Gio (looks down): Wait...Weren't you on my plane?

Myrtle: Yep. I live here on Kauai. So, I thought long about what you said and what I said, and I want, no, need to apologize to We, er, Lilo.

Gio (Glares): And why should I let you near her?

Myrtle: I know I did bad things, bullying her when she didn't deserve it, and I was not caring about her feelings when her parents died, calling her names, patronizing her on her favorite stuff like that Pudge fish, that big-headed doll, zombies/monsters, and especially that dog of hers.

Gio: Fine...(turns around) Lilo...

Lilo: (Tilts her head lightly and blinks lightly) Hello, Myrtle. Do you mean that?

Myrtle: Yeah...I...I'm really s-sorry...about hurting you, calling you names...I...Could you f-forgive me?

Gio: Lilo, for all we know, she could be lying!

Lilo: (Looks conflicted) I...don't know...You didn't even say my doll's name or my dog's name.
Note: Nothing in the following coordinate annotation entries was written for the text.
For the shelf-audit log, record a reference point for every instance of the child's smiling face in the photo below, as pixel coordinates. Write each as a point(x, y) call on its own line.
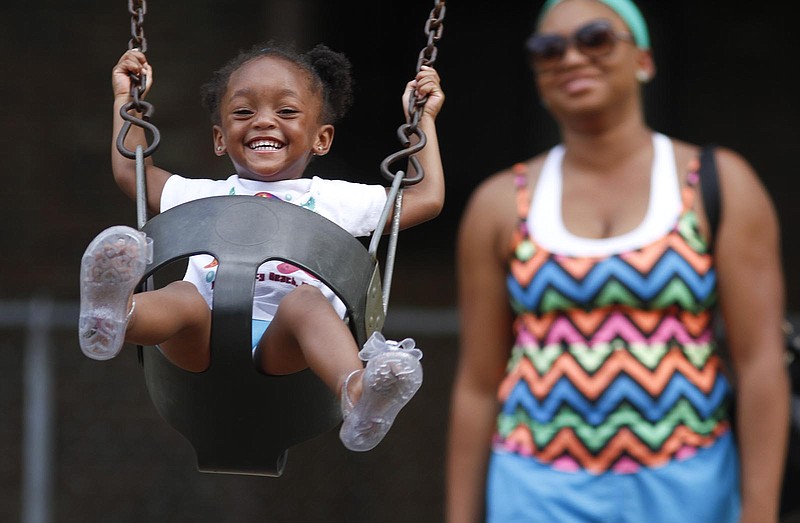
point(270, 119)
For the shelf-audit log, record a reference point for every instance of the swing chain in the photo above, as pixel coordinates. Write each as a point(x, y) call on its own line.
point(137, 9)
point(427, 56)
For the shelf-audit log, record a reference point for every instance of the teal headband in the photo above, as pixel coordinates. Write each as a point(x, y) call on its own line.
point(626, 10)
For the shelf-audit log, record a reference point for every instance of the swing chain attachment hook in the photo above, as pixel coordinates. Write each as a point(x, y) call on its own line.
point(137, 9)
point(427, 56)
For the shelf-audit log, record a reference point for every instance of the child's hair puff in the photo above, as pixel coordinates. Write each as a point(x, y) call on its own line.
point(330, 73)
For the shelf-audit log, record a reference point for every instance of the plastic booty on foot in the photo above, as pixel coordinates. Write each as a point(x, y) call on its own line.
point(392, 376)
point(111, 268)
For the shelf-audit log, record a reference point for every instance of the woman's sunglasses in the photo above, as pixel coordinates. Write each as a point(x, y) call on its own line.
point(595, 39)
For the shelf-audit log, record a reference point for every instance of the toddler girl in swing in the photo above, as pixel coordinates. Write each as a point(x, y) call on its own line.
point(273, 110)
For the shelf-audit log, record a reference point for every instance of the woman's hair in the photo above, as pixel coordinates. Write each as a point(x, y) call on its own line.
point(330, 74)
point(625, 9)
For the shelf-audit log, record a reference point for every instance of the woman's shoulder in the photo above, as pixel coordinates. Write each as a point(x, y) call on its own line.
point(505, 181)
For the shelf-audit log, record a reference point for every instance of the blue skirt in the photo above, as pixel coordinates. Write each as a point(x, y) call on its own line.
point(701, 489)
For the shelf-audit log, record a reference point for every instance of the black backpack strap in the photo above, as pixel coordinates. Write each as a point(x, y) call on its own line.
point(709, 185)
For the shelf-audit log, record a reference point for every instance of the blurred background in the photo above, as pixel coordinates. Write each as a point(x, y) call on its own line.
point(80, 440)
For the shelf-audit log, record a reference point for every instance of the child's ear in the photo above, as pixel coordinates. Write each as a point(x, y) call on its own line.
point(219, 142)
point(324, 140)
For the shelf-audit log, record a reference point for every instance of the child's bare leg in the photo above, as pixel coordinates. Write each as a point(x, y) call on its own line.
point(307, 332)
point(177, 318)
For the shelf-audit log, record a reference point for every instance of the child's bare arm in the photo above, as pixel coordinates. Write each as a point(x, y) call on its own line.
point(424, 201)
point(133, 62)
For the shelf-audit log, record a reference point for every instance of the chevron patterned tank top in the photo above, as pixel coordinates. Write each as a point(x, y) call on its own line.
point(614, 365)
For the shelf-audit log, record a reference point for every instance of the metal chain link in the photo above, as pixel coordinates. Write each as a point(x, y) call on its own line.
point(137, 9)
point(433, 30)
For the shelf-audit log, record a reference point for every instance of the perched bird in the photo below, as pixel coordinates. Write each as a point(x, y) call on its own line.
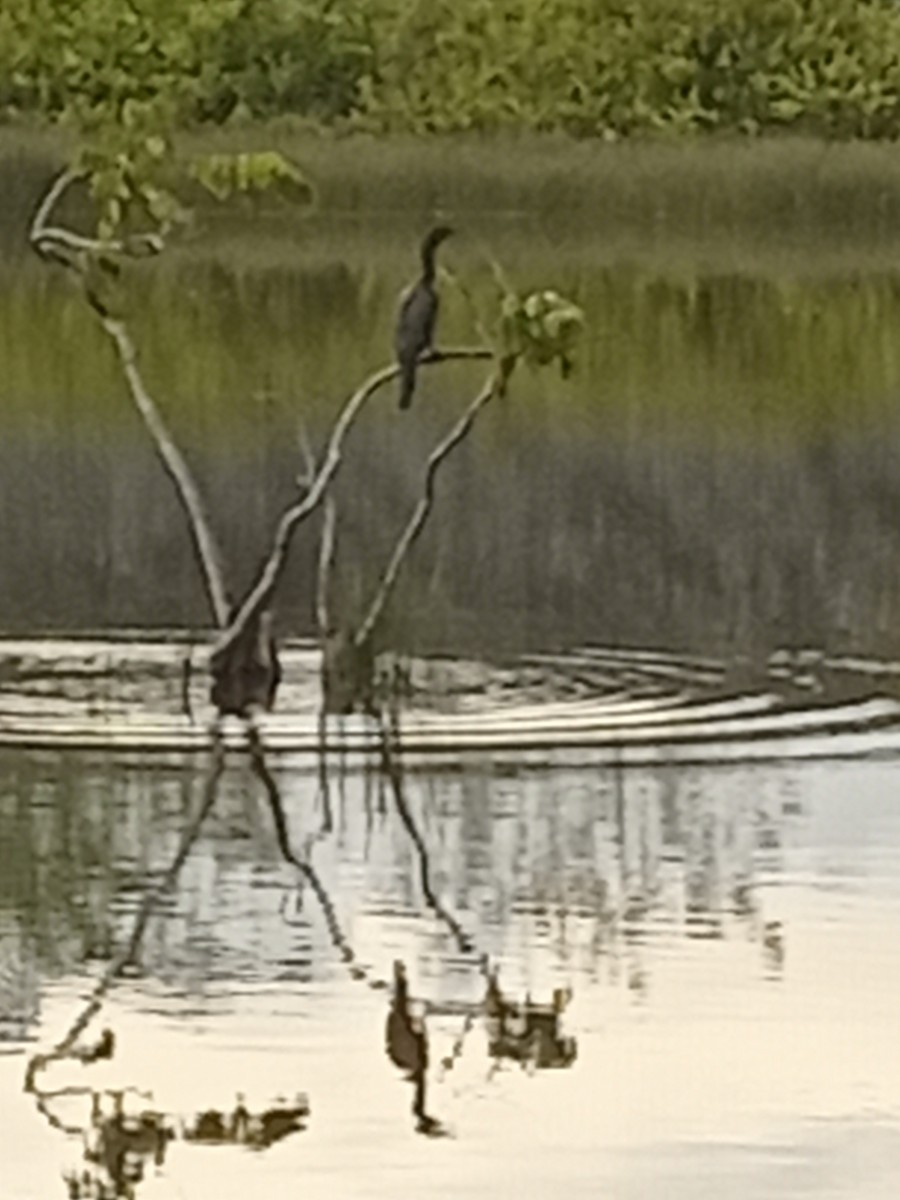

Myrtle: I would never forget that day when I called you crazy...Afterwards, you tried to ask if I played dolls, and you introduced Scrump. She scared me because well, I thought she wasn't normal like my dolls. And before you took my tricycle, you showed up, apologizing for what you did, and I was shocked when I saw him walk up to you. You called him Stitch. I called him the ugliest dog, but he wasn't that ugly, just strange-looking with that coloring and those ears.

Lilo: Why should I forgive you after all you've done?

Myrtle: (Rubs arms and hands anxiously) Because it's the right thing to do...I am really sorry about everything I did to you.

Gio: What do ya think, Lilo?

Lilo: (Takes a deep breath) This is the first and last chance I will give you, Myrtle, to make up from everything you did to me. If I ever hear you name-calling, teasing, laughing at me again, I will then allow Gio to put a lawsuit which his dad could do around with his friends here or something, is that clear?

Myrtle: (Widens eyes in surprise and a little confusion) Lawsuit?

Gio: Well, my father is one of New York's best attorneys, and he has done so much for anyone in the city that he's even gotten one of my former bullies close to death row, only letting him go under the condition that he left me alone in school.